Hawker's Poor Man's CommentaryPoor Man's Commentary

Verse 1


This Chapter, like the former, is full of threatenings to the people to whom it refers, on account of their ill-will to Israel. It is but short, but it contains heavy tidings.

Isaiah 18:1

Though the name of the nation against whom woe is here denounced, is not mentioned; yet, by being said to be beyond the rivers of Ethiopia, it is easy to discover, that it is a nation which had proved perfidious to Israel. The Lord taketh up, and avengeth the quarrel of his people; whoso toucheth them, toucheth the apple of his eye; Zechariah 2:8 .

Verse 2

Here is the threat of this enemy. Taking advantage of Israel's humblings, he cometh on when Israel is cast down. Let the Reader spiritualize the passage to himself and his own circumstances, and he will find it profitable. If the world, or the great enemy of souls, come on to distress the souls of God's people, when the Lord is chastening them; the Lord seeth, and will avenge their quarrel. Though the Lord correct, yet they shall not; and though he brings down, he will bring up, and they shall not hinder. It is blessed to see this, and to know it! W hat a very sweet scripture, in a way of expostulation, is that in the prophecy of Obadiah against Edom, on this very account. I pray the Reader to look at it: Obadiah 1:8 to the end.

Verses 3-6

Here the Lord soundeth an alarm to, all the enemies of his Church; and they are admonished to attend to the sound of the trumpet, that then the Lord goeth forth for the salvation of his people, even for salvation with his Anointed. Every eye shall see, and all faces shall gather blackness, when the Lord turneth back the captivity of his people. And observe how striking is the prophet's expression: for so the Lord said unto me. Christ is the rest, in which Jehovah resteth, and is well pleased: and therefore in him, and his great salvation, Israel's deliverance and security is found. And hence, when the Lord swore in his wrath, that the unbelievers should not enter into his rest, it referred to their rejection of Christ; Hebrews 4:1 , to the end.

Verse 7

I do not presume to say as much, but I am inclined to think, that what is said in this verse, is meant to shadow forth the glorious revenue of everlasting praise, which poor sinners, of every description and character, shall offer, when brought to the Lord, in a way of grace and salvation. They are here spoken of as scattered and peeled. And who more so than souls brought under conviction, until brought into a state of salvation in Jesus? And as the subject of woe in this chapter is to the land beyond the rivers of Ethiopia, why may we not suppose the song of praise, and the present brought unto the Lord, may be from the same land concerning whom the Psalmist says, she shall soon stretch out her hands unto God?

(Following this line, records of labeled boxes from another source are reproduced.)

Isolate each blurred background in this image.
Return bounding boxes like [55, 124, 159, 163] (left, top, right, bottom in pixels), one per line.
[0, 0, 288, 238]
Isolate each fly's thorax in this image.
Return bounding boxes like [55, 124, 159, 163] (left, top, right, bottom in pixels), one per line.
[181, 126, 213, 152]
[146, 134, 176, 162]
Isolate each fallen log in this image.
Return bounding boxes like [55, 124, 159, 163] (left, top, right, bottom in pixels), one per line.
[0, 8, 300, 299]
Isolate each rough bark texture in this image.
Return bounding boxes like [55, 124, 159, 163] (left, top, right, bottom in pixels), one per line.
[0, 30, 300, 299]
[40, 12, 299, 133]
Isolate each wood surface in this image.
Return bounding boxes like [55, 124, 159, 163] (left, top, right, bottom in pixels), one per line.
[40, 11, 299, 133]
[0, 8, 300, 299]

Psalms 68:31 . It is blessed to trace the most distant shades of whatever refers to the glorious salvation by Christ.


WHEN we consider the extensive nature of sin, and behold the universal reign of it in every nation, over every clime, and among all people; how full of relief is the thought that His empire, by whom sin is destroyed, is said as finally and fully to be from sea even to sea; and from the river even to the ends of the earth! And what but God's grace can overcome and subdue man's corruptions by nature! what shall stop the hatred of the heart against the love of God, but God's love in subduing that enmity? If, therefore, we behold the land shadowing with wings beyond the river, coming forth with wrath against the Lord's people; and if we behold the Lord going forth with whirlwinds of the south, to blow the trumpet of the everlasting gospel, why should it be thought incredible that the weapons of sin should fall from the hands of the mighty, and the proud heart be brought to bend to the sceptre of divine grace?

Reader, mark what the Lord said unto the prophet, and let our souls seek to our rest as the Lord did unto his. Precious Lord Jesus, thou art the rest wherewith the Lord will cause the weary to rest, and thou art the refreshing. Here may we behold souls fly as clouds, and as doves to their windows! Here may the kings of Tarshish, and of the isles, bring presents: the kings of Sheba and Seba offer gifts. Yea, blessed Jesus, here may all kings fall down before thee, and all nations do thee service! Amen.